Mighty Minions: Unleashing domain-specific GenAI via SLMs
Large language models (LLMs) are enabling development of highly
capable generative AI applications. But these generic models can be
expensive and energy-intensive to run, prompting growing interest in
bespoke smaller language models (SLMs) that promise greater
cost-efficiency, deployment flexibility and enhanced privacy control.
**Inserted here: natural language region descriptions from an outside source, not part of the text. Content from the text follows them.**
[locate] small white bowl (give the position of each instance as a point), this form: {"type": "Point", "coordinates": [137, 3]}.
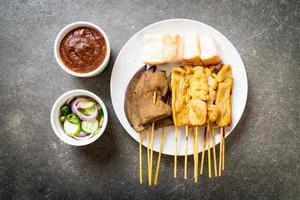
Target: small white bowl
{"type": "Point", "coordinates": [57, 126]}
{"type": "Point", "coordinates": [61, 36]}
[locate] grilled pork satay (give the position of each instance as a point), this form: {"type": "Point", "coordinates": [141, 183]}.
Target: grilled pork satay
{"type": "Point", "coordinates": [212, 112]}
{"type": "Point", "coordinates": [223, 103]}
{"type": "Point", "coordinates": [189, 93]}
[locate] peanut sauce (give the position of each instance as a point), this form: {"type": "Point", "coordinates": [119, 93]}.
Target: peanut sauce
{"type": "Point", "coordinates": [83, 49]}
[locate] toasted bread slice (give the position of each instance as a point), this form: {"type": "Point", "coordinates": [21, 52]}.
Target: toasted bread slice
{"type": "Point", "coordinates": [153, 50]}
{"type": "Point", "coordinates": [191, 49]}
{"type": "Point", "coordinates": [161, 49]}
{"type": "Point", "coordinates": [209, 50]}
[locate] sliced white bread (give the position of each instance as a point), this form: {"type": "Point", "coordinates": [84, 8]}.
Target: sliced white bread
{"type": "Point", "coordinates": [173, 48]}
{"type": "Point", "coordinates": [209, 50]}
{"type": "Point", "coordinates": [161, 49]}
{"type": "Point", "coordinates": [153, 49]}
{"type": "Point", "coordinates": [191, 48]}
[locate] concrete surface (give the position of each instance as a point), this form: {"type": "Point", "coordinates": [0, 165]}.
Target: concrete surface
{"type": "Point", "coordinates": [262, 155]}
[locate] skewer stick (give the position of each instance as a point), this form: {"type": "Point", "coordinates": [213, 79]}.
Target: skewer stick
{"type": "Point", "coordinates": [154, 98]}
{"type": "Point", "coordinates": [148, 155]}
{"type": "Point", "coordinates": [141, 161]}
{"type": "Point", "coordinates": [194, 150]}
{"type": "Point", "coordinates": [214, 152]}
{"type": "Point", "coordinates": [203, 153]}
{"type": "Point", "coordinates": [223, 152]}
{"type": "Point", "coordinates": [151, 149]}
{"type": "Point", "coordinates": [196, 155]}
{"type": "Point", "coordinates": [162, 138]}
{"type": "Point", "coordinates": [175, 157]}
{"type": "Point", "coordinates": [220, 155]}
{"type": "Point", "coordinates": [186, 150]}
{"type": "Point", "coordinates": [208, 149]}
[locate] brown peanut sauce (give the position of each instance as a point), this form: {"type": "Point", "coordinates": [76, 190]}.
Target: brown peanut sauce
{"type": "Point", "coordinates": [83, 49]}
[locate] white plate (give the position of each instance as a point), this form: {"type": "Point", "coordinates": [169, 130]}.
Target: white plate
{"type": "Point", "coordinates": [129, 61]}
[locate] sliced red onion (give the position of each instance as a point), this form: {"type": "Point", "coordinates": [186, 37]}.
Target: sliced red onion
{"type": "Point", "coordinates": [83, 137]}
{"type": "Point", "coordinates": [76, 104]}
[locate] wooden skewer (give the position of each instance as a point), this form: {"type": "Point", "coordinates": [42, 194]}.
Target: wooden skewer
{"type": "Point", "coordinates": [214, 152]}
{"type": "Point", "coordinates": [220, 155]}
{"type": "Point", "coordinates": [152, 142]}
{"type": "Point", "coordinates": [148, 155]}
{"type": "Point", "coordinates": [186, 150]}
{"type": "Point", "coordinates": [203, 153]}
{"type": "Point", "coordinates": [141, 161]}
{"type": "Point", "coordinates": [151, 153]}
{"type": "Point", "coordinates": [194, 150]}
{"type": "Point", "coordinates": [175, 157]}
{"type": "Point", "coordinates": [162, 138]}
{"type": "Point", "coordinates": [208, 149]}
{"type": "Point", "coordinates": [223, 152]}
{"type": "Point", "coordinates": [196, 155]}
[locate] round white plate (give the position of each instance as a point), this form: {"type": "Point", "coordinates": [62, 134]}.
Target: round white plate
{"type": "Point", "coordinates": [129, 61]}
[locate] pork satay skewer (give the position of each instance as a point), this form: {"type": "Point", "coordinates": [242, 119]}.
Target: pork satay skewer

While fine-tuning LLMs on smaller datasets for specific use cases is a
prolonged and resource-intensive process, fine-tuning pre-trained SLMs
with domain-specific data can be accomplished swiftly. For example, an
insurance company could fine-tune a pre-trained SLM with its policy
documents in just two to three hours. Using an SLM allows for the
implementation of a generative AI model on devices with relatively low
processing and memory requirements, reducing overall cost of ownership
by around 30%.
As they can draw on customer, network, operations and billing data,
CSPs could build SLMs both for internal use and for enterprise
customers, opening up new revenue streams. This Catalyst plans to
introduce an architectural framework wherein all CSP data is securely
centralized on a single platform, facilitating the creation of clean
and pre-processed datasets.
This end-to-end framework would empower CSPs to extend this service to
other enterprises, which could use their proprietary data to
efficiently and effectively create their own generative AI models.
CSPs could expose pre-trained SLMs arising from the framework as APIs
so that enterprises can access and use them seamlessly, without
needing a team of technical experts.
Until now, implementing generative AI has required specialized skills
in machine learning, data science and AI development. Enterprises may
struggle with a shortage of talent or expertise in these areas, making
it challenging to develop and deploy AI solutions, while also
addressing ethical concerns and regulatory requirements. Once
complete, this Catalyst project will help CSPs and businesses overcome
these challenges by enabling them to harness pre-trained,
domain-specific models that perform better than generic LLMs, while
offering lower latency and reduced power consumption.